Institute of Advanced Algorithms Research
Data&AI Center | 2024 - Present

Moqi Technology
Co-founder & CTO | 2016 – 2024

Meta
Research Consultant | 2013 – 2016

HP Labs Beijing
Research Intern | 2011 - 2012

Education

Princeton University
Ph.D. in Computer Science | 2012 – 2018
Advisor: Prof. Kai Li (Member of National Academy of Engineering, Foreign Member of Chinese Academy of Engineering)
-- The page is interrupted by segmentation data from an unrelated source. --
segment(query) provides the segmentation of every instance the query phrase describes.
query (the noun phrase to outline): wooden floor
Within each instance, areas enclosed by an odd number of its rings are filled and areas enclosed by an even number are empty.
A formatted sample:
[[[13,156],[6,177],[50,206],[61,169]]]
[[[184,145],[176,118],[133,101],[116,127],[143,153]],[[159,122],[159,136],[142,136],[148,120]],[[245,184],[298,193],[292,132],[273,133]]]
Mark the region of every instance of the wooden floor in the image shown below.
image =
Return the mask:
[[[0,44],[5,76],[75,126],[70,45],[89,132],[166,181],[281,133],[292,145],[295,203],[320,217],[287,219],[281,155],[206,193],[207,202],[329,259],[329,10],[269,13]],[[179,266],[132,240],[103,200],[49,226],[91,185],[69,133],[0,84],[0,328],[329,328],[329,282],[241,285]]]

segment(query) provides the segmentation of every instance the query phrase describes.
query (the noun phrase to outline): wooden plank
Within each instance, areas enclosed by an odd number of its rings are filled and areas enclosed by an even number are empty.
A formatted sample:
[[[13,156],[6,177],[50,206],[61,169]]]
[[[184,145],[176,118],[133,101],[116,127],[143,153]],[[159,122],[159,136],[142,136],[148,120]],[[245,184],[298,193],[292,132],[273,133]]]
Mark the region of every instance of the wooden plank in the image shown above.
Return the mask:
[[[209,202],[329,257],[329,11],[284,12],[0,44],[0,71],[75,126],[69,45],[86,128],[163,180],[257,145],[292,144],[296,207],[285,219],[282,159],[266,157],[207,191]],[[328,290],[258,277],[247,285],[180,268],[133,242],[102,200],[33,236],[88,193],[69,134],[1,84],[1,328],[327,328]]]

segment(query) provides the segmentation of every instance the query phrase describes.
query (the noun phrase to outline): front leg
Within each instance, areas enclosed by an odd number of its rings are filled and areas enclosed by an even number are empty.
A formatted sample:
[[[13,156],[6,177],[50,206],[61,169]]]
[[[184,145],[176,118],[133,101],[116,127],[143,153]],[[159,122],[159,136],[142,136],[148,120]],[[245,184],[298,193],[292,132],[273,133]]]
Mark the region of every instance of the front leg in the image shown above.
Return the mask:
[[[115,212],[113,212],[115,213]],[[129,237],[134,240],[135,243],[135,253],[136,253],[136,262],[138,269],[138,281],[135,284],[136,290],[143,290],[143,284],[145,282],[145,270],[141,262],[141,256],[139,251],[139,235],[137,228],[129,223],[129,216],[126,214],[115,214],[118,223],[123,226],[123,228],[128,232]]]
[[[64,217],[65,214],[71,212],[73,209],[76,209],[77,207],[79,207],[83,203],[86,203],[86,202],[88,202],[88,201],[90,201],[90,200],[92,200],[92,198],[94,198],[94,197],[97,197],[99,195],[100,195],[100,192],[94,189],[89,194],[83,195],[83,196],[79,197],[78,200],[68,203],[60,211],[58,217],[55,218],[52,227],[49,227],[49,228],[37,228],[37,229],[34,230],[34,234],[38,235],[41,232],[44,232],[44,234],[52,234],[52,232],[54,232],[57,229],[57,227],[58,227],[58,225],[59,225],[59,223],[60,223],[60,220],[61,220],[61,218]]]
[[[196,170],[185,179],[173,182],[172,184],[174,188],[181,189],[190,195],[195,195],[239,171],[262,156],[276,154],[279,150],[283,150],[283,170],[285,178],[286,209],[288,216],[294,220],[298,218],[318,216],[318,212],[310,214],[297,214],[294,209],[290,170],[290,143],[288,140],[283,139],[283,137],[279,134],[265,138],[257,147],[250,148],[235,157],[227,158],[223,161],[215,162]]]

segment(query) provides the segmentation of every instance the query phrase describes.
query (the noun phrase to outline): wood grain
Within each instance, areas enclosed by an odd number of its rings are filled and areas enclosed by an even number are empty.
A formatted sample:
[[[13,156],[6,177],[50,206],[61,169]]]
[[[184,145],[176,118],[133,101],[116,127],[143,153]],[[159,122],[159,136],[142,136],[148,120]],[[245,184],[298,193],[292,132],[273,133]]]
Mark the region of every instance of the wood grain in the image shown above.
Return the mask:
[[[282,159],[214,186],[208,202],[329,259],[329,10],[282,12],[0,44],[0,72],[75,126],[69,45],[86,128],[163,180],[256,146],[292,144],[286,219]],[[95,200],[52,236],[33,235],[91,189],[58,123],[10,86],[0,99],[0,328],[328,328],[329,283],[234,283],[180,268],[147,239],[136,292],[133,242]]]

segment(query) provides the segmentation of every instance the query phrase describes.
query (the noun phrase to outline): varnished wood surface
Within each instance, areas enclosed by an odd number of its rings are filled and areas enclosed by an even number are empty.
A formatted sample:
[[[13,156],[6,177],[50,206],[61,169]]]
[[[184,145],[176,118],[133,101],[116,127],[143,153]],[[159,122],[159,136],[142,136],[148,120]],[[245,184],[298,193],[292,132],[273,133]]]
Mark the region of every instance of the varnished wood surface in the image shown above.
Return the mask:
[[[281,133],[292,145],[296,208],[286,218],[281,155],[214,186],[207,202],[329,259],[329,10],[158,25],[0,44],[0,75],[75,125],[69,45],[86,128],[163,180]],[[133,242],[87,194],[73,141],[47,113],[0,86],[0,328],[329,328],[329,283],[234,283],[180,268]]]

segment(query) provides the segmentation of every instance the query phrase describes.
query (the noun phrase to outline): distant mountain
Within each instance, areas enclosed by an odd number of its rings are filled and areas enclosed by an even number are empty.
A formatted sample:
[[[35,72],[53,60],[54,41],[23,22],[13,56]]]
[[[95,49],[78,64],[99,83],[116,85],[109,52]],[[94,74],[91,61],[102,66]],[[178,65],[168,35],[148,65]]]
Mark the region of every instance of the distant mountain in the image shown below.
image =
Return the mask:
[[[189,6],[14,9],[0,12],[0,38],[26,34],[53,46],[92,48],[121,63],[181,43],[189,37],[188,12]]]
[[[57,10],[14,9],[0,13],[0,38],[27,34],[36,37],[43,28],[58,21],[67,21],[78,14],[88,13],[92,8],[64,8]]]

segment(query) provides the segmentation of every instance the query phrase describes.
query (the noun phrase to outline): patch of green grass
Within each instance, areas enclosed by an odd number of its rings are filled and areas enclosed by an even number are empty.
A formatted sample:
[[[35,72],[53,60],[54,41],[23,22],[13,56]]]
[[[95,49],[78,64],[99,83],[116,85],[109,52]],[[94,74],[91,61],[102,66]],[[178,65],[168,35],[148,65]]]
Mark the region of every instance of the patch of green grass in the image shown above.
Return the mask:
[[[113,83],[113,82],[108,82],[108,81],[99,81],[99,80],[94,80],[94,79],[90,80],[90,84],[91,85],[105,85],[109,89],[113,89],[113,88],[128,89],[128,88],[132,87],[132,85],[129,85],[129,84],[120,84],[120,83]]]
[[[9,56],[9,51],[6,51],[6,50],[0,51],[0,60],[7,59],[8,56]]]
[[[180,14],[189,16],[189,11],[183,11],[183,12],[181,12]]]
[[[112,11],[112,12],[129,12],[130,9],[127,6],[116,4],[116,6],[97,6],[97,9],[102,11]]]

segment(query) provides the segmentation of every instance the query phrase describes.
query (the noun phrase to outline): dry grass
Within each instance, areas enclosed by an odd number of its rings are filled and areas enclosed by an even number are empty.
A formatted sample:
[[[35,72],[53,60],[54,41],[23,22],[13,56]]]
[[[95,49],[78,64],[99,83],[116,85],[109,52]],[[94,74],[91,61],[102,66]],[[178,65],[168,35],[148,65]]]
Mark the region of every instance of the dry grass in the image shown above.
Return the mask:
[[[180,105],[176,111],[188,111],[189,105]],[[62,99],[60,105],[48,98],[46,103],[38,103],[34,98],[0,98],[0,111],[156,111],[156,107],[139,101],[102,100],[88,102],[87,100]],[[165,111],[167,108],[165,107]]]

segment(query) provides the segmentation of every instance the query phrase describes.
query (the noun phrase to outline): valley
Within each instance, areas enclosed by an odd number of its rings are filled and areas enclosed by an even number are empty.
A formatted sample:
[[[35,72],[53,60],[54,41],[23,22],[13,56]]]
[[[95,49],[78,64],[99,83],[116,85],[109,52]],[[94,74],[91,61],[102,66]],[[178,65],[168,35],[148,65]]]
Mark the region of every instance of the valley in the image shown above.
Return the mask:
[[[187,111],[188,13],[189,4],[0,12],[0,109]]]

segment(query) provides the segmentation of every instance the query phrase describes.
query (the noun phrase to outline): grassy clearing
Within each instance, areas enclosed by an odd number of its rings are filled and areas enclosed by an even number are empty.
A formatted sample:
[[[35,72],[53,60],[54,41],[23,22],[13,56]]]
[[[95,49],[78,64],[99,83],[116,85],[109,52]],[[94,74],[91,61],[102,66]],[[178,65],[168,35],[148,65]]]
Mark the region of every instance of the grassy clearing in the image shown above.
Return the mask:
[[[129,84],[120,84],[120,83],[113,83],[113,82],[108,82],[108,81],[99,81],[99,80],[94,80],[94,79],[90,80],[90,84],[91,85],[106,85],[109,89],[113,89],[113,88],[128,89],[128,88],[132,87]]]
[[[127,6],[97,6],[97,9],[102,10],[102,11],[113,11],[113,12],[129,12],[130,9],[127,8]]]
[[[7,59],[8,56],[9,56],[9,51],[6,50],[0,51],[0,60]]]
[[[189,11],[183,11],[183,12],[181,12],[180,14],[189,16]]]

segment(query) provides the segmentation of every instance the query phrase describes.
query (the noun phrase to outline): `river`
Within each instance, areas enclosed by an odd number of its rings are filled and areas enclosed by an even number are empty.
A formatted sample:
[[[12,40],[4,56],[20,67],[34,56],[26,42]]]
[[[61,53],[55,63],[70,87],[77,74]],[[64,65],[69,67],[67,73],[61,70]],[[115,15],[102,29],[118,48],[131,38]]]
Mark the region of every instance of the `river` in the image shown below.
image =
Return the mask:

Shanghai Jiao Tong University
B.S. in Computer Science, ACM Class | 2008 – 2012

Products & Projects

Data-Centric AI Platform

2024 – Present

  • Led overall product architecture design and key project delivery, guiding the team to build a new generation of Agentic LLM & Data infrastructure.
  • Pioneered the development and implementation of a multimodal data intelligence pipeline system based on agents and the DataFlow data preparation framework. Built-in with 150+ intelligent operators, it supports natural language conversational automated pipeline orchestration, enabling highly efficient and flexible processing of massive heterogeneous data.
  • Addressing the high-risk hallucination challenge of LLMs in scientific and industrial scenarios, constructed a high-fidelity data synthesis and feedback system based on multi-level environments (including rule filtering, knowledge graphs, simulations, and external system verification).
  • Disrupted the traditional data engineering paradigm that consumes 90% human effort, significantly lowering the barrier to producing AI-ready datasets. Successfully deployed in multiple benchmark scenarios such as industrial manufacturing, multimodal corpus management, and scientific corpora, drastically reducing the costs for enterprises to build specialized agents and LLMs.

MyScaleDB AI Database

2020 – Present

  • Responsible for defining product technical architecture, leading core vector search algorithm design and core engine R&D, creating a world-leading open-source AI database system.
  • Pioneered the concept of an AI database in the industry, innovatively achieving integrated management and joint retrieval of PB-level structured and unstructured data (vectors, graphs, text, spatio-temporal, etc.) within a single SQL kernel based on a columnar data engine.
  • Self-developed the MSTG vector engine and deeply combined it with a high-performance NVMe SSD memory caching mechanism for software-hardware co-optimization. While ensuring millisecond-level complex joint queries, achieved a 10x increase in vector data storage density.
  • Successfully implemented in large-scale knowledge base constructions for industrial manufacturing, AI for Science, and financial auxiliary decision-making, providing exceptional cost-effectiveness for massive corpora and widely used in a global SaaS.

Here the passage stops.